OpenAI is adding custom hardware to its tech stack. The company and Broadcom have unveiled "Jalapeño"—OpenAI's first "Intelligence Processor"—a custom accelerator built specifically for large language model inference and the first chip in a multi-generation platform the two companies are developing together. Broadcom CEO Hock Tan and President Charlie Kawwas handed the first wafer to OpenAI CEO Sam Altman and President Greg Brockman, marking OpenAI's first step into custom hardware after years of focusing on models and products.
Unlike modified general-purpose chips, Jalapeño was designed from scratch for modern LLM inference. OpenAI handles the chip design, Broadcom contributes silicon manufacturing and networking technology including its Tomahawk networking chips, and Celestica manages boards, racks, and system integration. Early tests showed performance per watt that is "substantially better" than current state-of-the-art hardware, though these are self-reported numbers that remain unfinalized. A technical report is forthcoming. The specific chips against which Jalapeño was tested, the tasks used, and the testing conditions remain unclear.

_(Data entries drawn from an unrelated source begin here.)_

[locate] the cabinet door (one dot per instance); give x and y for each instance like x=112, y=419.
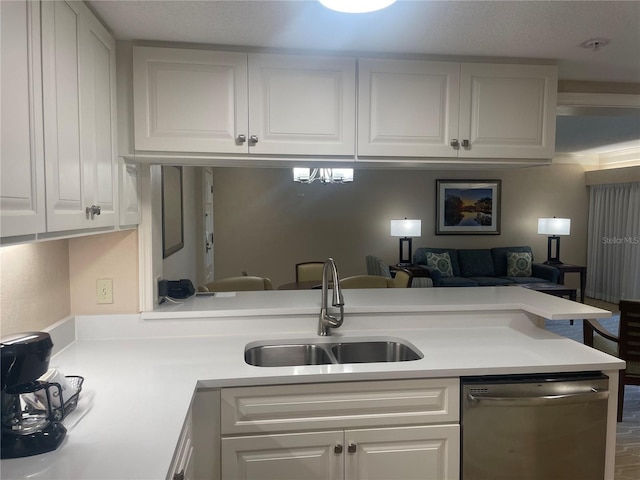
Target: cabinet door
x=98, y=115
x=407, y=108
x=22, y=200
x=508, y=111
x=301, y=105
x=78, y=61
x=129, y=199
x=294, y=456
x=189, y=100
x=421, y=452
x=60, y=71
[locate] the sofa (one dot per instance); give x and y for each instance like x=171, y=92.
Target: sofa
x=450, y=267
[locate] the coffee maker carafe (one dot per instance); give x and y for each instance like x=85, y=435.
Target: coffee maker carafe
x=27, y=430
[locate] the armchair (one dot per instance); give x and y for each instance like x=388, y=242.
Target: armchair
x=625, y=345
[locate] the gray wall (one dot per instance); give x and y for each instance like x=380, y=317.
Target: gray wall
x=265, y=223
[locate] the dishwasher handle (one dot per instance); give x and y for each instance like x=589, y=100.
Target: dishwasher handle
x=593, y=395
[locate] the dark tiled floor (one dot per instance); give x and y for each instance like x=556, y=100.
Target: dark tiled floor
x=628, y=431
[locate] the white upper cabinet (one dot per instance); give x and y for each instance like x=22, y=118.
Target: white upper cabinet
x=301, y=105
x=22, y=197
x=78, y=61
x=203, y=101
x=407, y=108
x=445, y=109
x=508, y=111
x=189, y=100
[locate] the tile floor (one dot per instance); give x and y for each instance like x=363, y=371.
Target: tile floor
x=628, y=431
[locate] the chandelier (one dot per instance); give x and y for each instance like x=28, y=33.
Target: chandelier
x=323, y=175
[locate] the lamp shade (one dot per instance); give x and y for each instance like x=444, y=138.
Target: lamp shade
x=406, y=228
x=554, y=226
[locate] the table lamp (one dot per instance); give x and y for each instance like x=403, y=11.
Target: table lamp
x=554, y=227
x=405, y=229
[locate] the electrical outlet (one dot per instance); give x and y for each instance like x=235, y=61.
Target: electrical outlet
x=104, y=290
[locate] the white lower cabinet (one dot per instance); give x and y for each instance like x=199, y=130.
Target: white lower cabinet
x=418, y=452
x=397, y=429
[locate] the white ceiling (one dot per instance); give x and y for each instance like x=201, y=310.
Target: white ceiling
x=546, y=30
x=550, y=30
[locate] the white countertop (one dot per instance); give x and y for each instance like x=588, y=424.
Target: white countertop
x=141, y=371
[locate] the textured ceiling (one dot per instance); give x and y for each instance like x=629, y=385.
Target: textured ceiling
x=546, y=30
x=550, y=30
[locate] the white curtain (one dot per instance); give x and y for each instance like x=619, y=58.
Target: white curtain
x=613, y=251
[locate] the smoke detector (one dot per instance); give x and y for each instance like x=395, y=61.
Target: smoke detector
x=595, y=44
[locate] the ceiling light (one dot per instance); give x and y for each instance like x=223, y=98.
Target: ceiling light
x=356, y=6
x=595, y=44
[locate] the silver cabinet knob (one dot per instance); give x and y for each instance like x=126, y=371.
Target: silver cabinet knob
x=179, y=475
x=93, y=210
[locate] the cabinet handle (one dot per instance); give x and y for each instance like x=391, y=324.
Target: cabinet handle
x=93, y=210
x=178, y=476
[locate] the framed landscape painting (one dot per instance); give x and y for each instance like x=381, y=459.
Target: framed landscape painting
x=468, y=207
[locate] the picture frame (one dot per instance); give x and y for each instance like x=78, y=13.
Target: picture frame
x=172, y=215
x=468, y=207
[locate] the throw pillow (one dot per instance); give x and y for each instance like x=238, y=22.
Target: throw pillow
x=441, y=262
x=518, y=264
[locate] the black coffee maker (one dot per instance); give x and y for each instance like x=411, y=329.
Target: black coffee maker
x=27, y=430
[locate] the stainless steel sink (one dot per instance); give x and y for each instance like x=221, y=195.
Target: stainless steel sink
x=282, y=354
x=369, y=352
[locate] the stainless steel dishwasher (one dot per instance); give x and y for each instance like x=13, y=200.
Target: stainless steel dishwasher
x=533, y=427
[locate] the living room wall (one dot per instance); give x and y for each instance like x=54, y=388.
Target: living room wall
x=264, y=223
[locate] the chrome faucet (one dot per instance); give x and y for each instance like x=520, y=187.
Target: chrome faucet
x=326, y=320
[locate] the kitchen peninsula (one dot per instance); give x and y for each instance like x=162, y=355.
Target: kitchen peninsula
x=145, y=374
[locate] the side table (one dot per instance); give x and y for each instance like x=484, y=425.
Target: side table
x=568, y=268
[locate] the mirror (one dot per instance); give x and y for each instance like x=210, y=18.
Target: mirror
x=172, y=214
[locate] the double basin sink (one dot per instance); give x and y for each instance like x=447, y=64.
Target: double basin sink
x=327, y=352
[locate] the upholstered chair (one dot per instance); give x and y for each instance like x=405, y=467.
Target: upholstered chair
x=625, y=345
x=367, y=281
x=376, y=266
x=309, y=271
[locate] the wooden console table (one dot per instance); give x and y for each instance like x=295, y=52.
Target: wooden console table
x=568, y=268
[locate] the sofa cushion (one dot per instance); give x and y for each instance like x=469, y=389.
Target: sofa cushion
x=420, y=257
x=491, y=281
x=499, y=255
x=440, y=262
x=476, y=263
x=518, y=264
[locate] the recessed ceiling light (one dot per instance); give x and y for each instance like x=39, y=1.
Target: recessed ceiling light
x=356, y=6
x=595, y=44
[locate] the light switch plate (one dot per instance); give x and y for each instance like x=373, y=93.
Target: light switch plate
x=104, y=290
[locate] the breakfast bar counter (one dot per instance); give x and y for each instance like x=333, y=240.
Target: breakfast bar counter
x=142, y=371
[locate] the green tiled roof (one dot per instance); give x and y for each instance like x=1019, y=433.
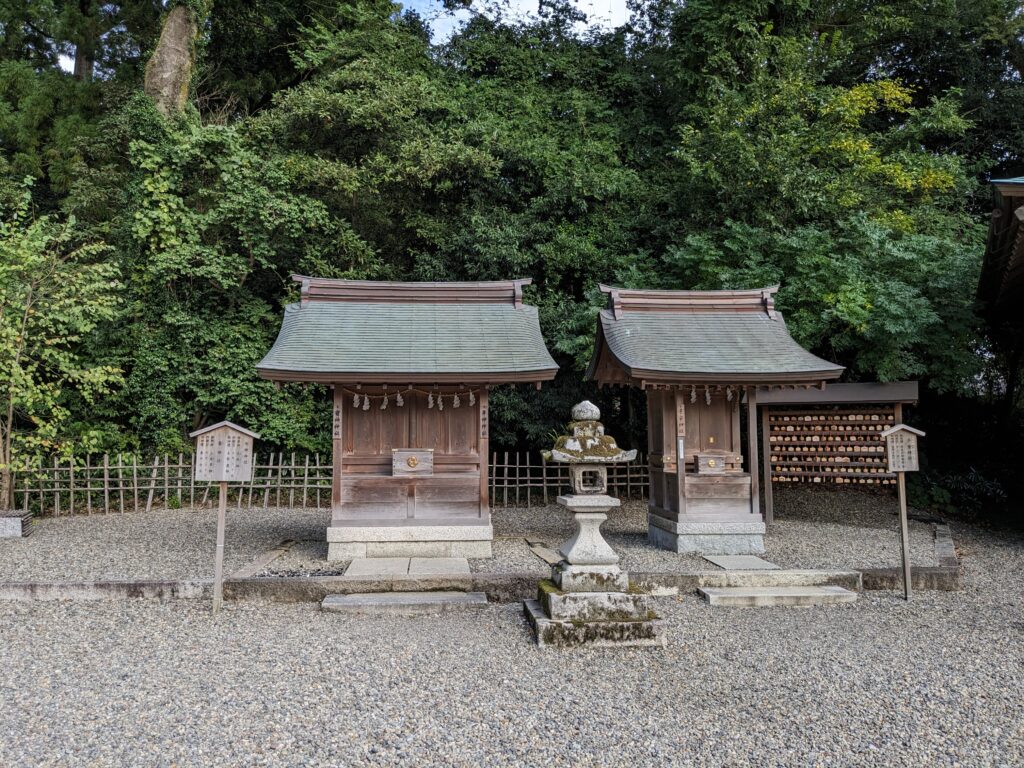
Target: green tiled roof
x=743, y=345
x=492, y=341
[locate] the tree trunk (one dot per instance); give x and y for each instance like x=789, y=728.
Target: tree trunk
x=85, y=58
x=6, y=492
x=169, y=70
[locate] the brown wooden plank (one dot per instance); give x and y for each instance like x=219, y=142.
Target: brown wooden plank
x=752, y=449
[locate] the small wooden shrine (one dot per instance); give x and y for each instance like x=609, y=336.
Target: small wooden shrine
x=411, y=365
x=698, y=354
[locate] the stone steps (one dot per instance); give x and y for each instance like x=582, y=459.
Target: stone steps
x=773, y=596
x=782, y=578
x=403, y=603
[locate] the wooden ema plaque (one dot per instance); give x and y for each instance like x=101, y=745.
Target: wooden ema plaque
x=224, y=453
x=830, y=444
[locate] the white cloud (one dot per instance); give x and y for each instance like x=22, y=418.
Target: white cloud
x=605, y=13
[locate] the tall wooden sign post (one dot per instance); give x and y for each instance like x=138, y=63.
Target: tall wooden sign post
x=223, y=454
x=901, y=453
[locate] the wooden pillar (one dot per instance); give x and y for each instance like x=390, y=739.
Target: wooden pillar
x=766, y=459
x=337, y=448
x=653, y=476
x=483, y=450
x=752, y=449
x=679, y=430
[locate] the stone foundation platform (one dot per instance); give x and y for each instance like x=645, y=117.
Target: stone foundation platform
x=562, y=634
x=717, y=538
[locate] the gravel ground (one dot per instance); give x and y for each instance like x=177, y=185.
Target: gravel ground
x=162, y=544
x=813, y=529
x=822, y=527
x=880, y=682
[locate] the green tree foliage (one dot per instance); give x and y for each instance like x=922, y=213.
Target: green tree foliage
x=55, y=290
x=833, y=147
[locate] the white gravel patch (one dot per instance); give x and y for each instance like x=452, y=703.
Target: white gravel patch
x=511, y=556
x=824, y=528
x=814, y=528
x=306, y=558
x=880, y=682
x=158, y=545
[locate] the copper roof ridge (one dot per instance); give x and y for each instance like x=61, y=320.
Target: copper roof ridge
x=654, y=300
x=372, y=292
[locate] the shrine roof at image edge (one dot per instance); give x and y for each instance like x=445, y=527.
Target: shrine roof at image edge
x=728, y=336
x=423, y=332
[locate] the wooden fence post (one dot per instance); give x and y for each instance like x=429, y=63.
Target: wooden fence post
x=134, y=479
x=153, y=483
x=305, y=482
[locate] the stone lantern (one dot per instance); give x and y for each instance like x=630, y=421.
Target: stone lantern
x=588, y=598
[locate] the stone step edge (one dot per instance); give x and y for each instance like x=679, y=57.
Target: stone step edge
x=510, y=587
x=775, y=596
x=552, y=633
x=375, y=603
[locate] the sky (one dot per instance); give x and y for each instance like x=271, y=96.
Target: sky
x=607, y=13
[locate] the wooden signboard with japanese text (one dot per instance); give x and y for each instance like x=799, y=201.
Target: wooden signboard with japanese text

The architecture reportedly cuts data movement and pushes utilization closer to its theoretical maximum. Engineering samples are already running machine learning workloads in the lab, including the GPT-5.3-Codex-Spark model, which currently runs on Cerebras hardware, another provider specializing in inference.
The development process from design to tape-out took just nine months—what OpenAI calls the fastest ASIC development cycle for high-performance semiconductors it is aware of. OpenAI's own models helped accelerate parts of the design process, though rumors about chip plans have circulated since 2023.
The announcement reflects OpenAI's broader argument that controlling the full stack from chip to product enables faster, more reliable model operation at lower cost. Broadcom CEO Tan says the first deployment is planned for late 2026 at gigawatt scale, in collaboration with Microsoft and other partners. Broadcom has reportedly required Microsoft to guarantee it will purchase 40 percent of the chips to secure the first phase.